Россия: национализм вместо национальной идеи

Речь не о том, что запрещение разнообразных проявлений нацизма – неверный шаг законодателей. Речь о том, что этот в сущности верный и справедливый шаг опоздал как минимум на десять-одиннадцать лет

Проблема национализма в России уходит корнями в глубокое прошлое. Общественные деятели полемизировали на эту тему еще накануне Октябрьской революции. Однако нас сейчас интересует не изложение той или иной точки зрения на национализм, а национализм как таковой.

Откуда он берется? Что его питает? Кому он вообще нужен?
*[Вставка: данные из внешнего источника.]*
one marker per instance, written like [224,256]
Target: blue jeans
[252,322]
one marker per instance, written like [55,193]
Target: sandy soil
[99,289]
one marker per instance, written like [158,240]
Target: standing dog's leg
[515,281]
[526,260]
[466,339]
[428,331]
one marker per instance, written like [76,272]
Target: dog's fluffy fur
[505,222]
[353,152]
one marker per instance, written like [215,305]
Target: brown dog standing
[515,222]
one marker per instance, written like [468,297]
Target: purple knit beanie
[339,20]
Национализм необходимо отличать от нацизма, поскольку последний представляет собой очередную ступень развития философской националистической концепции – от демагогического возвеличения нации до геноцида. Исторически сложилось так, что расами, подлежащими первоочередному геноциду, европейские (а вслед за ними и российские) нацисты признают в первую очередь цыган, затем евреев, африканскую расу и "неразвитые" народы в той или иной последовательности (понятие "неразвитый" относится, как правило, к народам с аграрной или кочевой культурой). Развивалась эта концепция долго (еще в Средние века в Европе шли споры о том, кого считать наиболее "презренным" народом – ломбардцев или евреев), в детали углубляться хоть и интересно, но ни к чему.

От национализма до нацизма не так уж далеко, как может показаться на первый взгляд. А с точки зрения психологии, национализм – феномен весьма и весьма любопытный.
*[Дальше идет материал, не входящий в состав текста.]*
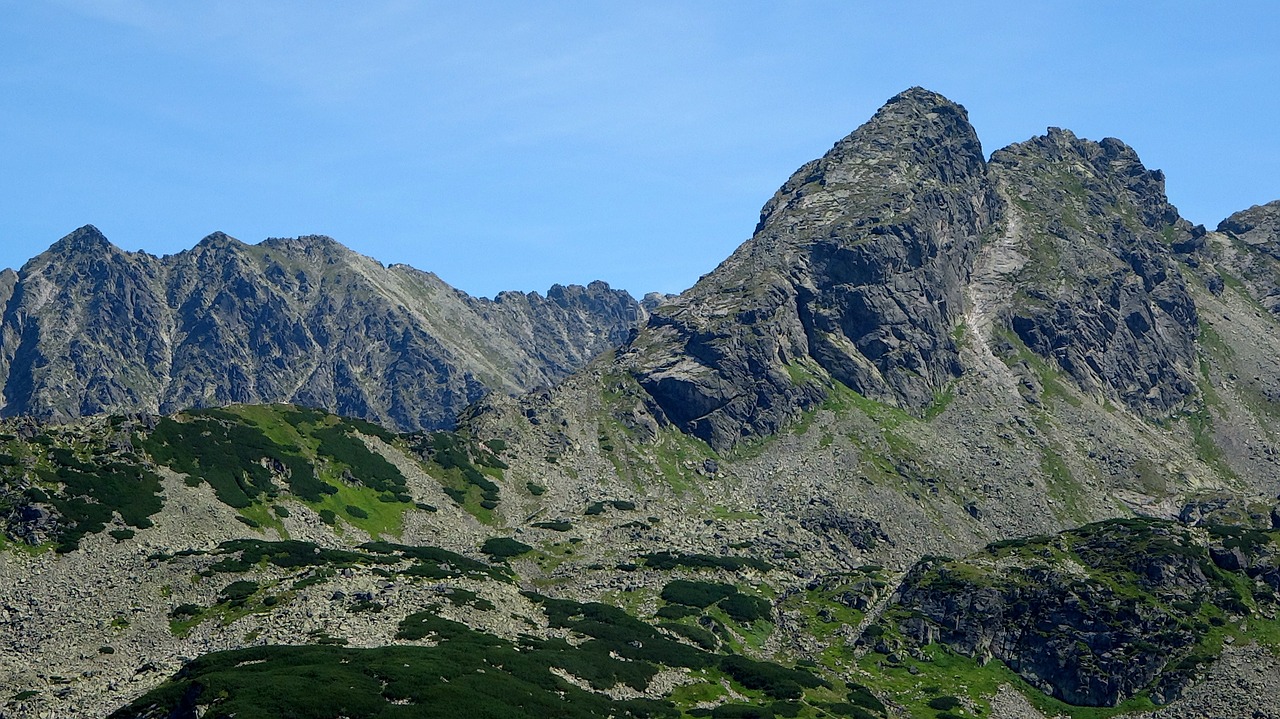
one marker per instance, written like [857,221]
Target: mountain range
[950,435]
[88,329]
Преувеличивать свое значение склонен лишь тот, кому на самом деле присущ комплекс неполноценности. Подобным образом делается попытка заретушировать недостатки и переключить внимание на достоинства (пусть даже и мнимые), каковое переключение отнюдь не решает проблему, а лишь делает ее "незначительной". Такая политика свойственна государствам, в частности, в стадии становления (или обретения независимости), когда появляется потребность срочно сформировать приемлемую для большей части населения идеологию, которая была бы способна сплотить в единое целое стремящиеся к разобщению части. Что, собственно, и наблюдается сейчас в России.
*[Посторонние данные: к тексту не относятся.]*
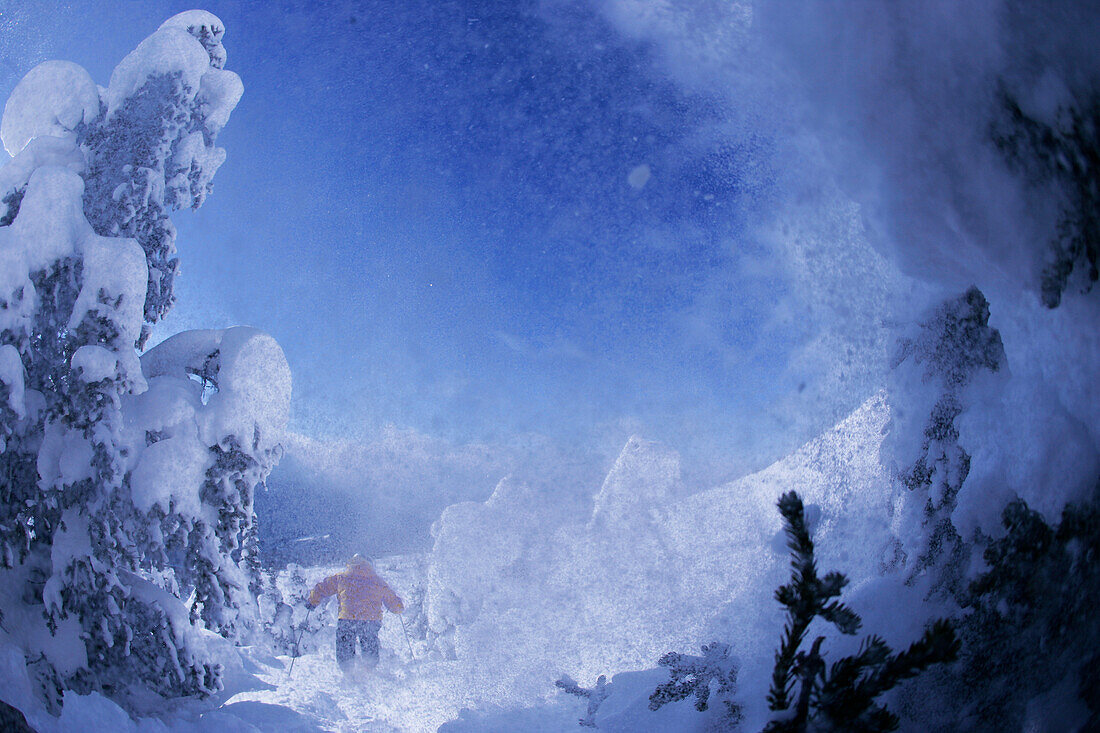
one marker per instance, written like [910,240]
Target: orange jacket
[361,592]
Причем в нашем случае подобного рода политика усугубляется мощным притоком эмигрантов из тех регионов, где ситуация еще более плачевна, – в основном из Средней Азии и Северного Кавказа. Оба региона на протяжении очень долгого времени были тесно связаны с Россией как политически, так и экономически, при этом играя в отношениях далеко не доминантную роль. Теоретически ассимиляция выходцев из этих регионов в России еще в конце 80-х – начале 90-х гг. была возможна при грамотной реализации адаптационных программ (которых, по-видимому, не было и в помине), но при их естественном, никого не раздражающем включении в жизнь государства была бы утрачена ценность "национальной идеи".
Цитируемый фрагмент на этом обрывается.